Unequally Sub-connected Architecture for Hybrid Beamforming in Massive MIMO Systems

TL;DR

This paper introduces an innovative unequal sub-connected hybrid beamforming architecture for massive MIMO systems, improving achievable rates with reduced complexity and marginal power increase, compared to traditional equal sub-connected designs.

Contribution

It proposes a novel unequal antenna allocation scheme for hybrid beamforming, including analytical design, low-complexity algorithms, and demonstrates performance gains through simulations.

Findings

Up to 10% increase in achievable rate with unequal antenna allocation.

Proposed algorithms significantly reduce computational complexity.

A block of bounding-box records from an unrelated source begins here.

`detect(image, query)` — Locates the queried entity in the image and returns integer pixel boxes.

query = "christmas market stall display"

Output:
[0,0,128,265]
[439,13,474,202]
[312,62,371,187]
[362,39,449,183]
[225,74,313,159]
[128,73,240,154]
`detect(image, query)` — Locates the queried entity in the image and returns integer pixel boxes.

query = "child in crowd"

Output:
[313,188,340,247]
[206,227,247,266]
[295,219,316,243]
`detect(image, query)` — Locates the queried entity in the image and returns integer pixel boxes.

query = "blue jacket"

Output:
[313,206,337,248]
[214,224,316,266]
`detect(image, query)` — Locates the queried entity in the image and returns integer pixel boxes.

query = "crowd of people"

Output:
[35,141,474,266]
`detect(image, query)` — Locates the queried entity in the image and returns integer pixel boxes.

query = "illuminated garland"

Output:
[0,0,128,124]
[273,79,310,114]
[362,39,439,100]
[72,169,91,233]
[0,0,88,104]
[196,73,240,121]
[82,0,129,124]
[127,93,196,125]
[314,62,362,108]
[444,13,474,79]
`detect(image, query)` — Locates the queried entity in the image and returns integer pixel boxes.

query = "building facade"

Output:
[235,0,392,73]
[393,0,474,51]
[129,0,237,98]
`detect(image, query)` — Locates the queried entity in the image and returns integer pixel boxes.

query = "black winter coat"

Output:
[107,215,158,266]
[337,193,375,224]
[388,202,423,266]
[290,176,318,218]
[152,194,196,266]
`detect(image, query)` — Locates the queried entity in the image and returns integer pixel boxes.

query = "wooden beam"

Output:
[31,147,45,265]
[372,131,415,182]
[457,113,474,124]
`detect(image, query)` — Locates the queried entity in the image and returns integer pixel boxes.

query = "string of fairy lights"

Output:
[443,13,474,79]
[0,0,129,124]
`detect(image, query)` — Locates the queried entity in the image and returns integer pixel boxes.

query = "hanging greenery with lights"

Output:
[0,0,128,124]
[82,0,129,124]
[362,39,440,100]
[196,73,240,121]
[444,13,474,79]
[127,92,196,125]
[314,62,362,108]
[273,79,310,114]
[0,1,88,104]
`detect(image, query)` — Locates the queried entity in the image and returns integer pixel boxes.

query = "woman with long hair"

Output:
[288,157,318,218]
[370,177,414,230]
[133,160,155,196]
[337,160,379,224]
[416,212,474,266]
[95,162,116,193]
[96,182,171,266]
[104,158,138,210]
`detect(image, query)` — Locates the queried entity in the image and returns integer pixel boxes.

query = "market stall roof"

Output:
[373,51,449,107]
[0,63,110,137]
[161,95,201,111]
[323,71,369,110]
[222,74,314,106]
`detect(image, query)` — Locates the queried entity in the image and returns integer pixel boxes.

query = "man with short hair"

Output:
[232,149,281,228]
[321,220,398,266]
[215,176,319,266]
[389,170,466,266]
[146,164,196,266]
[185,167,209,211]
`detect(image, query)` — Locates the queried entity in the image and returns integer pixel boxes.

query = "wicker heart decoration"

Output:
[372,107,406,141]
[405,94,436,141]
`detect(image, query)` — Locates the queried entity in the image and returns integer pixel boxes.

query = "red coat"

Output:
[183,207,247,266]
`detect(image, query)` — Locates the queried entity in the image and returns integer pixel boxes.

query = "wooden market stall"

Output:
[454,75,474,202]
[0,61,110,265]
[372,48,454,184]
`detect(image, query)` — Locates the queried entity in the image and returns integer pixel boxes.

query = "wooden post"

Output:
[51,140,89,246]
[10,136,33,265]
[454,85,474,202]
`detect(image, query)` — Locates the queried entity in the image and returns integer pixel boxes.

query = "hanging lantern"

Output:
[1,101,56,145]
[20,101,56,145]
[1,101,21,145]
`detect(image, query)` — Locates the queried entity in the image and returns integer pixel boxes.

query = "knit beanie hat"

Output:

Marginal power increase needed for performance enhancement.

Abstract

A variety of hybrid analog-digital beamforming architectures have recently been proposed for massive multiple-input multiple-output (MIMO) systems to reduce energy consumption and the cost of implementation. In the analog processing network of these architectures, the practical sub-connected structure requires lower power consumption and hardware complexity than the fully connected structure but cannot fully exploit the beamforming gains, which leads to a loss in overall performance. In this work, we propose a novel unequal sub-connected architecture for hybrid combining at the receiver of a massive MIMO system that employs unequal numbers of antennas in sub-antenna arrays. The optimal design of the proposed architecture is analytically derived, and includes antenna allocation and channel ordering schemes. Simulation results show that an enhancement of up to 10% can be attained in the total achievable rate by unequally assigning antennas to sub-arrays in the sub-connected system at the cost of a marginal increase in power consumption. Furthermore, in order to reduce the computational complexity involved in finding the optimal number of antennas connected to each radio frequency (RF) chain, we propose three low-complexity antenna allocation algorithms. The simulation results show that they can yield a significant reduction in complexity while achieving near-optimal performance.